Bruce Springsteen, Jon Landau, Steven Van Zandt
Label Columbia
Length 88:05
Genre Rock
Website brucespringsteen.net

The run up to Christmas brings with it the usual raft of releases to come to the aid of last minute shoppers with greatest hits albums (Robbie Williams- The Greatest Hits 1990-2010), live albums (Beyonce- I Am... World Tour) and remastered classic albums (Nine Inch Nails- Pretty Hate Machine) hitting the shelves just in time for the festive season. Though not quite as common, it can also be the time of year where artists raid their vaults to dig out long buried treasures, an approach taken by two of America’s biggest international exports this year with the posthumous release of material by Michael Jackson and Bruce Springsteen’s The Promise; a collection of unused songs from the Darkness on the Edge of Town sessions.

To address the cynics, for a man worth $100 million (at a conservative estimate) Springsteen could have retired and lived comfortably years ago, so this can’t be viewed as a way for Springsteen to make a quick buck. With two albums released in the past three years both reaching the number one spot in the States, the UK and Ireland and still being able to sell out world tours he’s not exactly trying to revive his career or flogging a dead horse either.

So having assuaged some negative preconceptions, just how good is this album? Well you don’t earn a nickname like ‘The Boss’ for no reason and The Promise is exactly what you’d expect from Springsteen; twenty two tracks of the highest quality. The vibe is quite laid back with the usual themes of cars and girls running through the album, most noticeably in the very first track 'Racing in The Street (78)' a piano driven homage to drag racing that switches to a love story at the midpoint making street racing seem almost chivalrous. There are many other love songs dotted throughout; 'Someday (We’ll Be Together)', 'The Brokenhearted' or 'The Little Things (My Baby Does)' all vintage Springsteen, all on a par with the best of his work to date.

Two songs on The Promise will be recognizable, 'Because The Night' and 'Fire' were covered and released in 1978, the former by Patti Smith and the latter by The Pointer Sisters, both achieving success in the American Billboard charts.

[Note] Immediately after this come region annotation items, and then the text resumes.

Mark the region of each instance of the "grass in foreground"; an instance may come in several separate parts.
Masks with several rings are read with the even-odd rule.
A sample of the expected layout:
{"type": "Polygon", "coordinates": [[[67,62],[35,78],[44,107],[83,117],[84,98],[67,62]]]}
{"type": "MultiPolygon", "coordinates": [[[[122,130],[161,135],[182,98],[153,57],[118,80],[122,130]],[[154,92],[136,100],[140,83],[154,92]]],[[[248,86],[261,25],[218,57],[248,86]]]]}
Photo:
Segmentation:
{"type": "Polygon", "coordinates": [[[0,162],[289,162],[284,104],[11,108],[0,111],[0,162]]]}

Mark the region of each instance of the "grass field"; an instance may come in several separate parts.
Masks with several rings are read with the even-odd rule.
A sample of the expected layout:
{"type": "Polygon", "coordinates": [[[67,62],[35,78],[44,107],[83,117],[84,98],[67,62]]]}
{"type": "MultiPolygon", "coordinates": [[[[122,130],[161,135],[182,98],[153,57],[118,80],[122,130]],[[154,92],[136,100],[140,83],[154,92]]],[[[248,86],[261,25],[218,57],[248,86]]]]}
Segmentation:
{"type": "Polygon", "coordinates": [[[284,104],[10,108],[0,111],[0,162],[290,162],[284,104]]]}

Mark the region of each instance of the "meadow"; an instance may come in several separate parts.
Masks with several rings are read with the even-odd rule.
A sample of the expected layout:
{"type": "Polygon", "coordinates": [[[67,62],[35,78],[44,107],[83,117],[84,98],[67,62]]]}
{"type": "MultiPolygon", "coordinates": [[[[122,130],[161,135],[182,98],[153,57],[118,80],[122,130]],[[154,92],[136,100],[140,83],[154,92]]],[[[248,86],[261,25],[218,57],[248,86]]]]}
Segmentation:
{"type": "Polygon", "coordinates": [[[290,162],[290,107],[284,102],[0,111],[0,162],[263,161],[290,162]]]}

It’s nice to finally hear Springsteen’s original studio versions but a lot of the impact of these two songs has been sapped due to familiarity.

The Promise is an album to get lost in for a few weeks, each song has a little something about it that makes it memorable. There’s none of the fist pumping anthems he became synonymous with at the time of these recording sessions (obviously these weren’t going to be left in the vaults) but that allows the album to flow naturally with no big doses of patriotism to slow it down. At thirty two years old the songs have aged well and Springsteen does well not to overproduce the album, so you still feel you’re getting a good chunk of the original recordings. The quality of these “rejected” songs just shows the standard of songwriter Springsteen is, this is definitely not just for the hardcore fans.